En aquel momento, Clay le asestó un puñetazo. En el último instante desaceleró el movimiento, pero aun así le propinó un golpe contundente en la mandíbula, cuyo impacto sintió hasta el hombro. Las gafas de la mujer se elevaron un instante de su nariz bulbosa para volver a caer sobre ella. Tras los vidrios, sus ojos perdieron el destello enloquecido y quedaron en blanco. Las piernas se le doblaron y la Biblia salió despedida de entre sus dedos. Aún aturdida y horrorizada, Alice tuvo la presencia de ánimo suficiente para cazar la Biblia al vuelo, al tiempo que Tom McCourt asía a la mujer por las axilas para impedir que cayera. El puñetazo y los dos movimientos siguientes se ejecutaron tan limpiamente que parecían fruto de una cuidada coreografía.

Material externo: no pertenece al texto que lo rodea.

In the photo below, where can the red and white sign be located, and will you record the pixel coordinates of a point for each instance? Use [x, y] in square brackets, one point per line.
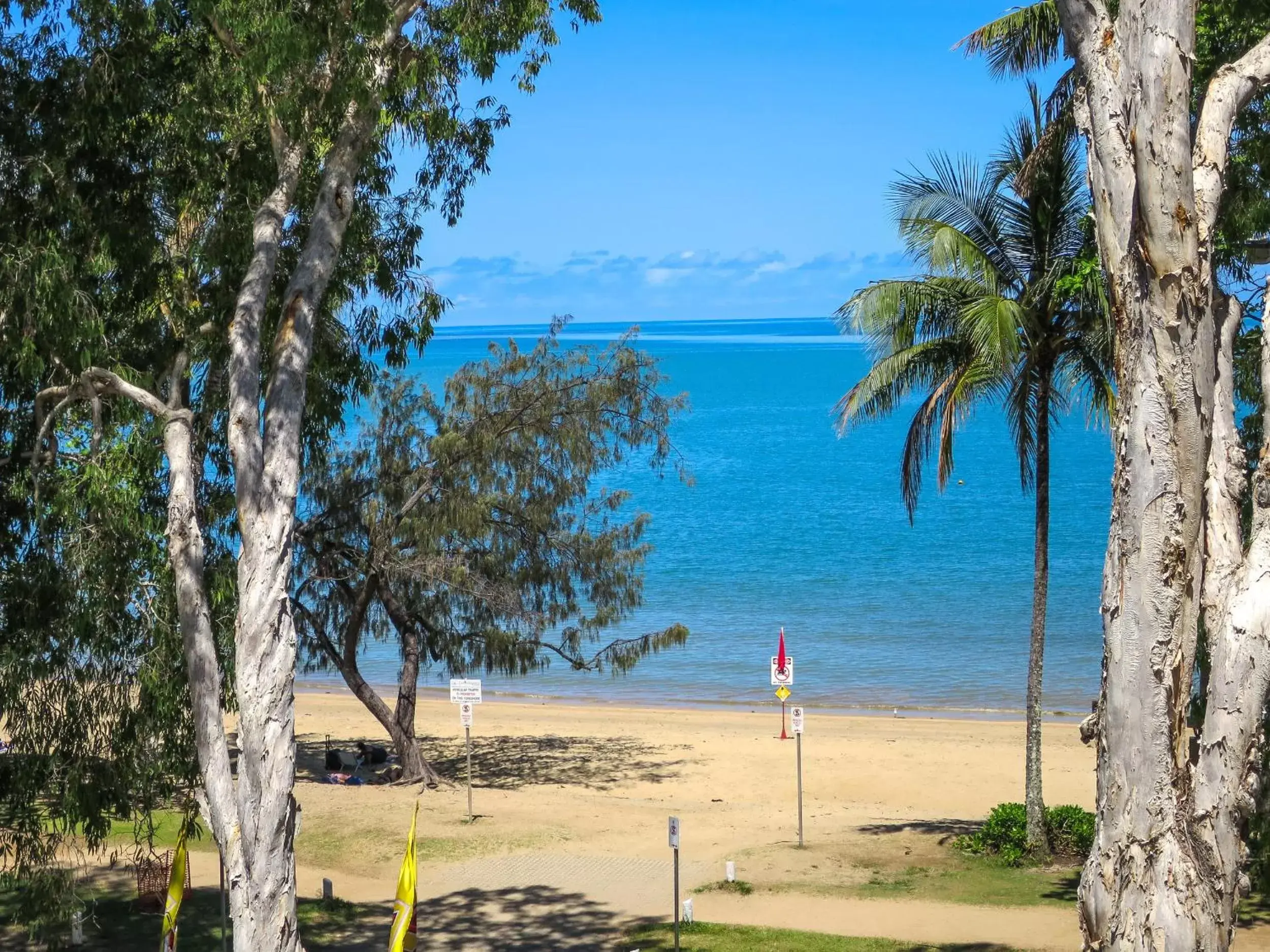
[783, 666]
[783, 676]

De repente, Clay se sintió más a punto de perder los papeles que en ningún otro momento desde el comienzo de aquella locura. No sabía por qué aquel episodio era peor que la adolescente mordiendo el cuello de la mujer del traje chaqueta, que el hombre del traje hecho jirones blandiendo el cuchillo, o que el hecho de encontrar al señor Ricardi ahorcado de una lámpara de techo con la cabeza cubierta por una bolsa de plástico, pero así era. Había propinado un puntapié al hombre del cuchillo, al igual que Tom, pero el hombre del cuchillo era otra clase de loco. La anciana de la permanente no era más que una…

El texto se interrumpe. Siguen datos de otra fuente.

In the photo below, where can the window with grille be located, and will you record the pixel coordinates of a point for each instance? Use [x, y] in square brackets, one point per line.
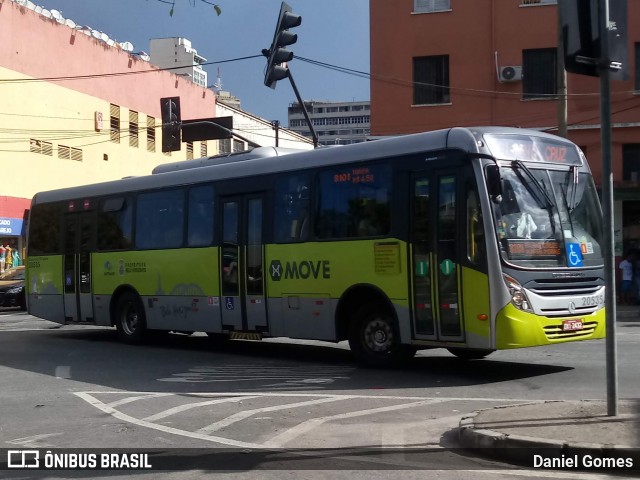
[41, 147]
[539, 69]
[224, 145]
[238, 146]
[133, 128]
[428, 6]
[114, 123]
[431, 80]
[151, 134]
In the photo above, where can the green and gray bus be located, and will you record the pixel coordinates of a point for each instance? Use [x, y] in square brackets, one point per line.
[469, 239]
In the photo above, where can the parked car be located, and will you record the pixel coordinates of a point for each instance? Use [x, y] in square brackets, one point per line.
[12, 292]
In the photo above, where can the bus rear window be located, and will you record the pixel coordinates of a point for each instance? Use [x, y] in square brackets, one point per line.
[44, 229]
[354, 202]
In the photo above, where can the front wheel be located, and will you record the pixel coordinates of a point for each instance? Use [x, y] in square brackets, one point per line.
[374, 338]
[130, 318]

—Dios mío —musitó—. Solo és una vieja chiflada, y la he dejado inconsciente —balbuceó, tembloroso.

—Estaba aterrorizando a una chica que acaba de perder a su madre —constató Tom en un tono en el que Clay no detectó serenidad, sino una frialdad extraordinaria—. Has hecho lo que debías. Además, es imposible dejar inconsciente a una bestia de carga como esta durante mucho tiempo. Mira, ya vuelve en sí. Ayúdame a sacarla de la calzada.